Indeed, in another study last year, De Simone found that U.S. multinationals with mobile asset bases shifted a larger portion of their income offshore, achieving “high long-run levels of tax avoidance.” It’s not that tech firms are worse corporate citizens; they simply shift more income because they can. “The system creates certain incentives,” De Simone says, “and it’s hard to blame corporations for responding to those incentives.”

Drive a Soft Bargain

Second, any transfer of assets to a subsidiary is supposed to be paid for as if parent company and subsidiary were independent parties — in other words, at full market value. And that payment back to the parent company is taxable U.S. income, partially offsetting the benefit of the arrangement.

Of course, the transaction is a bit of elaborate theater: The subsidiary often pays with cash it gets from the parent, in exchange for its own initially worthless stock certificates.
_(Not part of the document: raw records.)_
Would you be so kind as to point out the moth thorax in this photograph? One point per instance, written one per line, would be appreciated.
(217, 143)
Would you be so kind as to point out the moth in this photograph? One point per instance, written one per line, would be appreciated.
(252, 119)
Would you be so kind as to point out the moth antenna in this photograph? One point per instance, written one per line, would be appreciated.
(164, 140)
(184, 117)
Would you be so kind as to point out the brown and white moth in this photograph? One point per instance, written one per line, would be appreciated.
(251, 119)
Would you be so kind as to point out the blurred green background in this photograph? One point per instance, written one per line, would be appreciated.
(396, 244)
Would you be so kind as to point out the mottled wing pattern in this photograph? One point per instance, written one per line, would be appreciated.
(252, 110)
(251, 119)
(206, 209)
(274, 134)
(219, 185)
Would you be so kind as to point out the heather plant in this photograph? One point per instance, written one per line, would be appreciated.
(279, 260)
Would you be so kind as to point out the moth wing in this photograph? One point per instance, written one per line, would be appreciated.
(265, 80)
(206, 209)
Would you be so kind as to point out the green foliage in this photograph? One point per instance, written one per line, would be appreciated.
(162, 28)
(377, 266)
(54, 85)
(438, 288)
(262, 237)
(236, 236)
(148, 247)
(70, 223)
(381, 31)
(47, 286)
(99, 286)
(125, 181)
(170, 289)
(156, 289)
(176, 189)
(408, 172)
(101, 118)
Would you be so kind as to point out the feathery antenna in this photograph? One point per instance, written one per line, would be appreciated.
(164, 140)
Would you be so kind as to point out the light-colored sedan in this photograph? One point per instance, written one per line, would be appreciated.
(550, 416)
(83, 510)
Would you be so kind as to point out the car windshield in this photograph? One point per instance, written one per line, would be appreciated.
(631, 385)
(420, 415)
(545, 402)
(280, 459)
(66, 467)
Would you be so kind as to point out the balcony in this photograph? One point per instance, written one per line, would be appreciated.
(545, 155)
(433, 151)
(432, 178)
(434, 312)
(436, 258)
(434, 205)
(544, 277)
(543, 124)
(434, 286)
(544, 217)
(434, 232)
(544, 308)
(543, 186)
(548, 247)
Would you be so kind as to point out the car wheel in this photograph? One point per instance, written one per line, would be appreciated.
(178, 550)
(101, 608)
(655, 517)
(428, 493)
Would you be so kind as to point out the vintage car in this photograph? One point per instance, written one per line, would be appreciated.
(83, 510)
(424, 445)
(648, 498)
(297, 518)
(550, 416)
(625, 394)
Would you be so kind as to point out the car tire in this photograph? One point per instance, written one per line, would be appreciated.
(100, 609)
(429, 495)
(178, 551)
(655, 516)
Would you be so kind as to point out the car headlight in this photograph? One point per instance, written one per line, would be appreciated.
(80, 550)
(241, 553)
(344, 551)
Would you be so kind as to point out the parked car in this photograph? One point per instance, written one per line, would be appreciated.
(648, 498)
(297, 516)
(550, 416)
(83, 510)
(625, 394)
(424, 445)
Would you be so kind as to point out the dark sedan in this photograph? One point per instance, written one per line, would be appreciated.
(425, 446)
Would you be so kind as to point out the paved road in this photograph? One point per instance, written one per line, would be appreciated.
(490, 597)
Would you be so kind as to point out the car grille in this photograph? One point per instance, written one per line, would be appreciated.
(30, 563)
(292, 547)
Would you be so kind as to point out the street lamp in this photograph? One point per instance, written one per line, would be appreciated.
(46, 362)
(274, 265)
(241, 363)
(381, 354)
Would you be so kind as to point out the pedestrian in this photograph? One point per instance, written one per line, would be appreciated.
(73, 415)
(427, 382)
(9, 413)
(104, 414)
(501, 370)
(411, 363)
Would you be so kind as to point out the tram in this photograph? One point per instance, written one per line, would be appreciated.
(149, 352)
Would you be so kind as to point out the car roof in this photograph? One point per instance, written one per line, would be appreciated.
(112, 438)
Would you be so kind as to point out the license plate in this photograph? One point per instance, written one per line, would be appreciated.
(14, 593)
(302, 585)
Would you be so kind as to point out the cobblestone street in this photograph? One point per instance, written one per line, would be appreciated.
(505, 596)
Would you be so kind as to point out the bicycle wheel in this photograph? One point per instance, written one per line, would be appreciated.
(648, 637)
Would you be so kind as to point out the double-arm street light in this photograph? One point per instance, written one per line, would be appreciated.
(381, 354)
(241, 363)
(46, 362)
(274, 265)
It’s not uncommon for the same corporate lawyer to play both roles, transferring money from one pocket to the other.

But when international tax rates differ, the terms of these deals really matter. To shift as much income as possible into a lower-tax jurisdiction, a multinational will want to undervalue the transferred assets. “It’s all about to what extent can the U.S. parent understate the payments it should receive from the foreign subsidiary,” De Simone says.

Choose a Structure

Here’s where it gets tricky. Intellectual property rights can be divvied up by any of three methods, and the corporation has to figure out, in essence, which one maximizes the difference between the true value of its assets and the transfer price it gets for them.

  1. Licensing Deal: The parent company can retain ownership of the intellectual property and license the use of it in exchange for annual royalty payments. Because this arrangement involves less planning and paperwork — and is less likely to invite an audit — it’s often preferred by smaller companies.
  2. Asset Sale: It can sell the intellectual property outright, in which case the subsidiary carries out any ongoing development work on it. This lines up with a common rationale for asset distribution: that products need to be adapted for foreign markets. In practice, IP is rarely moved to major-market countries, since they tend to have high tax rates.
  3. Cost-Sharing Agreement (CSA): Instead of splitting up research-and-development activities, this arrangement allows the subsidiary to simply pay a portion of ongoing development costs each year, after an initial buy-in contribution, in return for a commensurate share of the profits.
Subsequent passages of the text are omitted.